0

I've made a python script that uploads the files into s3 bucket. I need the script to run periodically from within the docker container.

#!/usr/local/bin/python3

import boto3
from botocore.errorfactory import ClientError
import os
import glob
import json
import time

s3_client = boto3.client('s3')
s3_bucket_name = 'ap-rewenables-feature-data'

uploaded = None
max_mod_time = '0'
file_list = glob.glob('/data/*.json')
file_mod_time = None

# get mod time for all file in data directory
file_info = [{'file': file, 'mod_time': time.strftime(
    '%Y-%m-%d %H:%M:%S', time.gmtime(os.path.getmtime(file)))} for file in file_list]

timestamp_sorted_file_info = sorted(file_info, key = lambda f: f['mod_time'])

if os.path.exists('max_mod_time.json'):
    with open('max_mod_time.json', 'r') as mtime:
        max_mod_time = json.load(mtime)['max_mod_time']

# TODO: fix strange behavior in Docker Container
# upload the files tp s3
for file in timestamp_sorted_file_info:
    file_mod_time = file['mod_time']
    # file_mod_time = '2020-09-19 13:28:53' # for debugging
    file_name = os.path.basename(file['file'])
    uploaded = False

    if file_mod_time > max_mod_time:
        with open(os.path.join('/data/', file_name), "rb") as f:
            s3_client.upload_fileobj(f, s3_bucket_name, file_name)

            # error check - https://stackoverflow.com/a/38376288/7582937
            try:
                s3_client.head_object(Bucket=s3_bucket_name, Key=file_name)
            except ClientError as error:
                # Not found
                if error.response['ResponseMetadata']['HTTPStatusCode'] == 404:
                    raise error

    uploaded = True

# save max mod time to file
# https://stackoverflow.com/a/5320889/7582937
object_to_write = json.dumps(
    {"max_mod_time": file_mod_time})

if uploaded:
    if object_to_write:
        open('max_mod_time.json', 'w').write(str(object_to_write))

I'm using crond within 3.7-alpine python container.

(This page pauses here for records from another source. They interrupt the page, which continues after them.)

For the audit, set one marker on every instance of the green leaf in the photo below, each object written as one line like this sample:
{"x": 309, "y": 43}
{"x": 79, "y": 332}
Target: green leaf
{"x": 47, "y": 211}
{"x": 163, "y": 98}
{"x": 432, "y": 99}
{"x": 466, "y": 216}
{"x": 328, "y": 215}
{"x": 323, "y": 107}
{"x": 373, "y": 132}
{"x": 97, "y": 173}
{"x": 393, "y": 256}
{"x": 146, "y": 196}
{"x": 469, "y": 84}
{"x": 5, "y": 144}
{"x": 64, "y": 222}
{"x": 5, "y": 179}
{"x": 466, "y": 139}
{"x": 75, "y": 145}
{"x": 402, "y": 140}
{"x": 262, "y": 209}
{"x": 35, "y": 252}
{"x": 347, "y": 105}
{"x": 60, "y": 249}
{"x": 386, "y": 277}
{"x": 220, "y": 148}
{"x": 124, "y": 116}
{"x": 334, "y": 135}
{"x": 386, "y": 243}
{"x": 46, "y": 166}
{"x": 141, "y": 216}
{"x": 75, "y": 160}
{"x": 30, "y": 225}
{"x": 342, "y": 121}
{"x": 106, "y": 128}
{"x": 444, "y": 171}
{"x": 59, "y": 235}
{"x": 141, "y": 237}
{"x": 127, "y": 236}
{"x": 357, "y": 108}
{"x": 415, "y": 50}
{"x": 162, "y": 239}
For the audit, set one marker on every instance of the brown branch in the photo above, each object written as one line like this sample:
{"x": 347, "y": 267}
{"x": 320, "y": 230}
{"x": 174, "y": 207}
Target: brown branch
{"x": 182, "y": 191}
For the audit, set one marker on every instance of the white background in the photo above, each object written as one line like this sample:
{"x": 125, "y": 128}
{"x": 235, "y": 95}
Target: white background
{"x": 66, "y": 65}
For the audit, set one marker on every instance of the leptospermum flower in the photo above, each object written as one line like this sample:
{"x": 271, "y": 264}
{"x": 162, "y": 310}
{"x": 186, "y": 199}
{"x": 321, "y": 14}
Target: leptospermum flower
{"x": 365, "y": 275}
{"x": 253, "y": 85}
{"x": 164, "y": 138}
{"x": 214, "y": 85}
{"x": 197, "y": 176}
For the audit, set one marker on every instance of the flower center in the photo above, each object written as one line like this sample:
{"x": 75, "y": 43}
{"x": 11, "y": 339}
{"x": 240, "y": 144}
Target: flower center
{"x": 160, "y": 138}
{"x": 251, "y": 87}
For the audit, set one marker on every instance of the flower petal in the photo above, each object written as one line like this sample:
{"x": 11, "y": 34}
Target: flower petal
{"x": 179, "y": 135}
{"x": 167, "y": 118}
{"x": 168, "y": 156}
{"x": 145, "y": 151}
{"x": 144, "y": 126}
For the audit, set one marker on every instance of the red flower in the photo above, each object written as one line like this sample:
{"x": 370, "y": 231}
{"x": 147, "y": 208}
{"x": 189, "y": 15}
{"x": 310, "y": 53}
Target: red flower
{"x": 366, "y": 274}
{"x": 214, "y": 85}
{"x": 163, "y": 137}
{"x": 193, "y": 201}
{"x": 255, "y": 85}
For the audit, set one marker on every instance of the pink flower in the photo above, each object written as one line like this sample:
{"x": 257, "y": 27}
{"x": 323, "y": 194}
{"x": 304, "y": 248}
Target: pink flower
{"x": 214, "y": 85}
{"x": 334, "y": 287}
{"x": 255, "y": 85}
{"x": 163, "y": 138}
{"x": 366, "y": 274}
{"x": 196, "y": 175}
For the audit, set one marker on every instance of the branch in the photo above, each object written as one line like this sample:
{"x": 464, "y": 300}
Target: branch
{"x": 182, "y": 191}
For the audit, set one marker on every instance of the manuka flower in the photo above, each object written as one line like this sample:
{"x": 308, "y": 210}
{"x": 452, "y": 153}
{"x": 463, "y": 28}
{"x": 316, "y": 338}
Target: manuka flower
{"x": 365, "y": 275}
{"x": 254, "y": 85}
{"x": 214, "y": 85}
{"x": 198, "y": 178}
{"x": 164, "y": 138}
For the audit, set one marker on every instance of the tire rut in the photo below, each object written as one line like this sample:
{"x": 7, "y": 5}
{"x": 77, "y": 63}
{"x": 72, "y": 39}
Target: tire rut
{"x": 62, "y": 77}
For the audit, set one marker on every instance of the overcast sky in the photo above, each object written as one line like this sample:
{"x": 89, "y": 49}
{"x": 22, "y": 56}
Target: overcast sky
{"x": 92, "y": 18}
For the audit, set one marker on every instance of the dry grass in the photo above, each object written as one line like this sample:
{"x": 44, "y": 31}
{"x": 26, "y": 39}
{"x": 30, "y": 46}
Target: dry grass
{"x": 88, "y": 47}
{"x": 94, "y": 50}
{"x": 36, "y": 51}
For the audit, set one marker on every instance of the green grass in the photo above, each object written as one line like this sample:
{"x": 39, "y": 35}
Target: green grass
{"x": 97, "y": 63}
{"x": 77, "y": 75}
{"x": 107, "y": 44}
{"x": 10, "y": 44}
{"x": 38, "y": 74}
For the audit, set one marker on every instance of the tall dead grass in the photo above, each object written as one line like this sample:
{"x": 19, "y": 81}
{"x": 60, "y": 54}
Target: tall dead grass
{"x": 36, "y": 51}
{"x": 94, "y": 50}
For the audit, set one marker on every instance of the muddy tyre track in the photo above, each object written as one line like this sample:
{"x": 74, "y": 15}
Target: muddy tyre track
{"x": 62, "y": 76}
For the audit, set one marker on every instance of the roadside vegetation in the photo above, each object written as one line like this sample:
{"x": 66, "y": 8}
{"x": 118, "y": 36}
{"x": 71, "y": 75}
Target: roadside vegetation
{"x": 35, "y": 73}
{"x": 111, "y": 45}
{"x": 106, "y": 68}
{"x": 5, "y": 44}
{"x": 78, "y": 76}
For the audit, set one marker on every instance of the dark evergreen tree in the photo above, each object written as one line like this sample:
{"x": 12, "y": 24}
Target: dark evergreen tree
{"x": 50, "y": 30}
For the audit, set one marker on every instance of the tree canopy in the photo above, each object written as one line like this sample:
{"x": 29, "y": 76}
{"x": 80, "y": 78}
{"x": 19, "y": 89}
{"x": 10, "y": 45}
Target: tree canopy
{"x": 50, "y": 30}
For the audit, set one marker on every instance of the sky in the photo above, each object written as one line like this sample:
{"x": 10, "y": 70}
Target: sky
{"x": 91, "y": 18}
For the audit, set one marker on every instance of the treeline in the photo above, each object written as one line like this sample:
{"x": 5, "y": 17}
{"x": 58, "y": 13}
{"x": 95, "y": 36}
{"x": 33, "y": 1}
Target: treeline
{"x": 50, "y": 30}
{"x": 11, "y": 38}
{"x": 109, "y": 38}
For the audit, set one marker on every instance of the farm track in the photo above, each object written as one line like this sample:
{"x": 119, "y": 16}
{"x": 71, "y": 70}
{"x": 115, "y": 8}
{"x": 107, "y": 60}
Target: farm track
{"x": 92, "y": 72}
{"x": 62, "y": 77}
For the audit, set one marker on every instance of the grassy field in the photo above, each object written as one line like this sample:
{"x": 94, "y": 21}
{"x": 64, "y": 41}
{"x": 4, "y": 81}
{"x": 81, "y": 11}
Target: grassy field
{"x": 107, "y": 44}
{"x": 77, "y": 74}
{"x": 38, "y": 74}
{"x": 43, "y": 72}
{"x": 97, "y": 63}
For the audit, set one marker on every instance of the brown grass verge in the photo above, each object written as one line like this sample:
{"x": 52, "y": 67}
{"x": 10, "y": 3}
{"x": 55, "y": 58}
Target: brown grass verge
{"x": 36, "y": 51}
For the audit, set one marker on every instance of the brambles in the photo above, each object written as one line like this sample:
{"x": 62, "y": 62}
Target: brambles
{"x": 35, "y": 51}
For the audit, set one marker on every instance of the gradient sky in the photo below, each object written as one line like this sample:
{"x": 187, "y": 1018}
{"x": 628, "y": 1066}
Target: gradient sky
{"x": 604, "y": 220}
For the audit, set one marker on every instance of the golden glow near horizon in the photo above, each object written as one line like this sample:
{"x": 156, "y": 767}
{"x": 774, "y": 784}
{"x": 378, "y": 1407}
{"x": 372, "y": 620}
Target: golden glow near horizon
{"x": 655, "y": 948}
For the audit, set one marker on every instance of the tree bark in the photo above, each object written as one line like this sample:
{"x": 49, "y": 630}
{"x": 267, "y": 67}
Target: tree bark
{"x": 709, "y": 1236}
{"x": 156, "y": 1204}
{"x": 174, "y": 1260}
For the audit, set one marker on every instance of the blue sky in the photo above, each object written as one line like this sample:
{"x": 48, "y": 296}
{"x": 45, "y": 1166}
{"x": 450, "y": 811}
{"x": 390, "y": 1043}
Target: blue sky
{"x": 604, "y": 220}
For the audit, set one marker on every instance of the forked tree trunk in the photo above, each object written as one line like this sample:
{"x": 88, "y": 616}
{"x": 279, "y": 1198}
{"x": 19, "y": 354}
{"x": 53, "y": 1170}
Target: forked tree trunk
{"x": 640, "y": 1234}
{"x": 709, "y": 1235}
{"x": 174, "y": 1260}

My Dockerfile is bellow:

FROM python:3.7-alpine

WORKDIR /scripts

RUN pip install boto3

ENV AWS_ACCESS_KEY_ID=############
ENV AWS_SECRET_ACCESS_KEY=###################

COPY s3-file-upload-crontab /etc/crontabs/root
RUN chmod 644 /etc/crontabs/root

COPY s3_upload.py /scripts/s3_upload.py
RUN chmod a+x /scripts/s3_upload.py

ENTRYPOINT crond -f

The script is suppose to run periodically and upload any new files into the s3 bucket, bellow is my crontab file.

5-10/1 * * * * /bin/pwd; /scripts/s3_upload

I'm using docker-compose.yml to build bring up the container and sync host directory to directory in container.

version: '3.8'
services:
  s3-data-transfer:
    image: ap-aws-s3-file-upload 
    build:
      context: ./s3-data-upload/
    volumes:
      - ./data/features:/data

After running docker-compose build and docker-compose up all I get as far as output is this:

Creating highspeed_s3-data-transfer_1 ... done
Attaching to highspeed_s3-data-transfer_1

It just hangs there, I've manually tested the script by attaching to the container, creating files and running the upload script. It works as it should when ran manually.

There seems to be something wrong with crond config/setup, I don't see anything that could cause issues.

How can I fix this? Any suggestions are welcome.

Thank You.

Yury Stanev
  • 37
  • 1
  • 10

1 Answers1

0

After a while I was able to fix the problem by properly setting my timing in crobtab to:

4/10 * * * * /bin/pwd; /scripts/s3_upload
Yury Stanev
  • 37
  • 1
  • 10